The advantage of listening to this podcast is that the learner, Mark, begins at the same level as you. He is also a former high school French and Spanish teacher. He often asks for clarification of certain phrases, and it can feel as if he is asking the very questions you want answered.

You can also stream the podcast directly from the provider’s website, where they sell a supplementary package from the Coffee Break German Academy, which offers additional audio content, video flashcards and comprehensive lesson notes

German Pod 101

German Pod 101 aims to teach you all about the German language, from the basics in conversations and comprehension to the intricacies of German culture. German Pod 101 offers various levels for your German learning and starts with Absolute Beginner.

The hosts are made up of one German native and one American expat living in Germany, in order to provide you with true authentic language, but also explanations about the comparisons and contrasts with English. This podcast will, hopefully, get you speaking German from day one.

Their website offers more information and the option to create an account to access more learning materials.

Learn German by Podcast

This is a great podcast if you don’t have any previous knowledge of German. The hosts guide you through a series of scenarios in each episode and introduce you to new vocabulary based on the role-plays. Within just a few episodes, you will learn how to talk about your family, order something in a restaurant and discuss evening plans. Each phrase is uttered clearly and repeated several times, along with translations.

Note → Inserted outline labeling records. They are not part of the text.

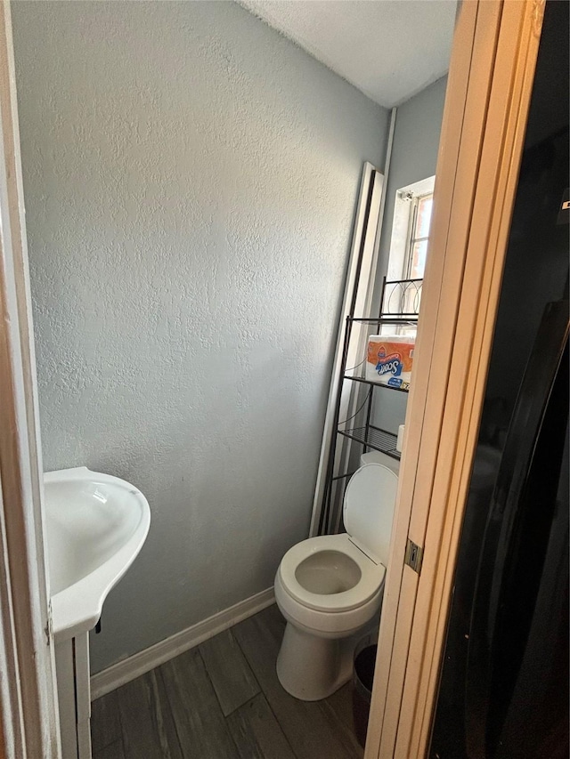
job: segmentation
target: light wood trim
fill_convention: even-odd
[[[380,619],[379,656],[370,705],[366,759],[375,759],[380,755],[381,739],[385,747],[387,744],[391,744],[393,747],[395,744],[399,708],[394,707],[395,695],[397,695],[398,688],[400,692],[402,691],[413,614],[413,599],[418,585],[418,576],[411,569],[404,571],[404,551],[410,529],[416,480],[421,477],[421,472],[419,472],[419,450],[425,425],[424,416],[431,359],[434,355],[436,328],[440,316],[443,269],[446,253],[445,239],[450,224],[454,178],[460,148],[461,129],[454,127],[462,123],[466,111],[477,11],[478,4],[476,2],[468,2],[463,5],[455,29],[448,76],[432,215],[432,238],[437,240],[437,244],[433,243],[430,246],[431,251],[428,259],[423,287],[422,313],[418,327],[414,359],[414,382],[409,396],[406,432],[400,464],[398,508],[393,527]],[[444,171],[445,171],[445,182],[443,181],[442,176]],[[444,315],[444,313],[442,314],[442,316]],[[438,360],[444,358],[444,355],[438,356]],[[436,429],[438,432],[438,428]],[[437,436],[434,435],[434,437],[436,446]],[[403,606],[399,610],[401,594],[403,598],[411,598],[411,602],[408,602],[407,607]],[[407,616],[404,612],[407,612]],[[397,630],[396,623],[399,626]],[[392,700],[390,707],[387,710],[389,687]],[[382,755],[389,755],[385,753]]]
[[[457,443],[454,458],[438,460],[436,470],[395,756],[422,756],[429,739],[538,54],[542,5],[509,0],[504,4],[501,20],[449,379],[451,387],[465,377],[464,397],[452,397],[444,420],[442,439],[452,437],[456,430]]]
[[[0,679],[10,759],[61,756],[10,4],[0,3]]]
[[[456,30],[367,759],[427,747],[541,7],[467,0]],[[408,521],[419,578],[401,564]]]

Learn German by Podcast provides the podcasts for free but any accompanying lesson guides must be purchased from their website. These guides include episode transcripts and some grammar tips. 


Easy German

This podcast takes the form of a casual conversation between hosts Manuel and Cari, who chat in a fairly free-form manner about aspects of their daily lives. Sometimes they invite guests onto the podcast, and they often talk about issues particularly interesting to expats, such as: “How do Germans see themselves?”. Targeted at young adults, the podcasters bring out a new episode very three or four days.

News in Slow German

This is a fantastic podcast to improve your German listening skills. What’s more, it helps you stay informed about the news in several different levels of fluency.

The speakers are extremely clear and aim to make the podcast enjoyable to listen to. For the first part of each episode the hosts talk about a current big news story, then the second part usually features a socially relevant topic. 

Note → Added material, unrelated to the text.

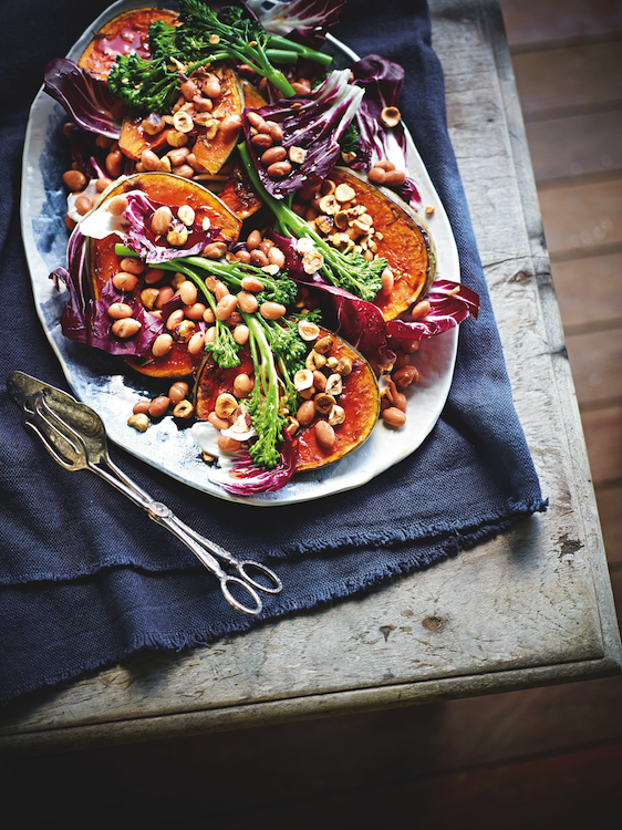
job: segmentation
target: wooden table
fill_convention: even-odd
[[[550,499],[364,599],[149,654],[10,708],[0,750],[60,751],[615,674],[622,646],[496,0],[432,0],[450,136],[515,402]]]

A new episode comes out once a week and subscriptions are available which unlock new learning tools.

SBS German

This podcast is somewhat interesting as it is run by an Australian broadcaster for the German-speaking community down under. Perhaps because ethnic Germans in Australia have become somewhat rusty in their mother tongue, the language is relatively simple but still has a completely natural feel.

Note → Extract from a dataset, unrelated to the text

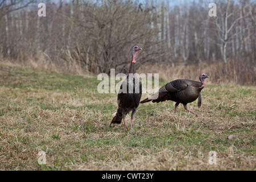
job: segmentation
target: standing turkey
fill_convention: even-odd
[[[135,57],[139,50],[142,50],[142,49],[139,46],[134,46],[133,48],[132,60],[129,72],[126,79],[120,86],[117,96],[118,109],[117,114],[111,122],[110,127],[112,124],[120,124],[122,119],[123,119],[125,128],[126,131],[125,118],[126,114],[131,111],[130,128],[130,131],[131,131],[133,119],[139,105],[142,94],[142,84],[135,74]]]
[[[163,85],[157,93],[141,101],[141,103],[151,101],[152,102],[158,103],[171,100],[176,102],[175,114],[179,104],[181,103],[185,110],[198,116],[197,114],[188,109],[187,104],[195,101],[198,97],[198,106],[200,107],[201,102],[200,92],[205,86],[204,79],[207,78],[209,78],[207,75],[202,74],[199,76],[201,82],[187,79],[174,80]]]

There is a lot of news here, with regular pieces on German current affairs but also quite a bit of content looking at what ties Germany and Australia together. This lies somewhere between intermediate and advanced.

A woman puts on headphones in Gadebusch, Mecklenburg-Vorpommern. Photo: dpa | Jens Büttner


Auf Deutsche gesagt

This is another great podcast for people who have a high level of German. The host, Robin Meinert, talks in a completely natural way but still manages to keep it clear and comprehensible.

This podcast also explores a whole range of topics that are interesting to internationals in Germany, such as a recent episode on whether the band Rammstein are xenophobic. In other words, the podcast doesn’t just help you learn the language, it also gives you really good insights into what Germans think about a wide range of topics.


Bayern 2 present their podcast Sozusagen! for all those who are interested in the German language. This isn’t specifically directed at language learners and is likely to be just as interesting to Germans and foreigners because it talks about changes in the language like the debate over gender-sensitive nouns. Each episode explores a different linguistic question, from a discussion on German dialects to an analysis of political linguistics in Germany.